Although the lack of offense wasn’t the only contributing factor to the accumulating losses down the stretch, it certainly was the most critical.

“Our scoring has dried up. Not from a lack of effort. Not from lack of chances,” said Flames head coach Glen Gulutzan in a Calgary Sun article. “We’re generating shots and chances. Yeah, it gets frustrating for the guys when they’re getting looks and they can’t bury, but they’ve got no choice but to keep going.”

Not so Potent Power Play

It may be hard to believe right now, but the Flames’ power play was actually excellent to start the season. It seemed like almost every goal they scored was with the man advantage, which ranked in the top ten in the league. But approximately two months into the season, it was nothing but crickets.
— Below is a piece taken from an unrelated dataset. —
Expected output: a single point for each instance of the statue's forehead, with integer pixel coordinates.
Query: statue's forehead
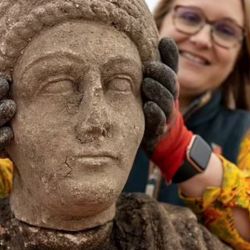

Many fans are using Gulutzan and assistant coach Dave Cameron as scapegoats for the drastic decline in the power play’s efficiency. While they could very well be part of the problem, the bigger issue was the loss of Kris Versteeg.

Versteeg Flames
Kris Versteeg of the Calgary Flames. (Candice Ward-USA TODAY Sports)

Versteeg may not light up the scoresheet, but he was an essential part of that top power play unit, and immediately after he went down with long-term hip injury, the man advantage also went down. It’s no coincidence the Flames power play was one of the best in the NHL to start the season (with Versteeg), then took a nosedive without him.

“We’re having a little trouble generating, we’re squeezing a little bit five-on-five, but our power play is the one thing that has to bail you out when you go through these things. And it’s not,” said Gulutzan in a Calgary Sun article.

Goaltending

The one area for the Flames that has been solid pretty much the entire season is goaltending. Smith has been as reliable as they come for over three-quarters of the season, and is likely still considered the Flames’ MVP. On multiple occasions, Smith was the sole reason the Flames won the game. He continued to prove night in and night out why the Flames brought him over from the Arizona Coyotes.

Mike Smith Flames
Calgary Flames goalie Mike Smith (Sergei Belski-USA TODAY Sports)

But when the Flames needed him most, when the games were must-wins to remain in the playoff race, he simply wasn’t there. Perhaps it was simply bad luck on Smith’s part, as he suffered a lower-body injury Feb. 11 that kept him out of action for one month. It was evident Smith was not the same following his return, which was simply a bad break for he and the Flames. Even in Smith’s absence, backup David Rittich, who was exceptional in each of his starts for Smith’s off-nights, failed to succeed as the temporary starter.

At the end of the day, the Flames showed, at one point in the season, they’re capable of playing to an elite level in all facets of the game. When healthy and on point, the offense can score with the best of them, with the right personnel, the power play can be lethal, and with Smith at 100 percent, goaltending is their biggest strength.

It’s tough to win consistently in the NHL if you’re not executing consistently on each area of the ice. And the Flames simply weren’t a consistent group this season.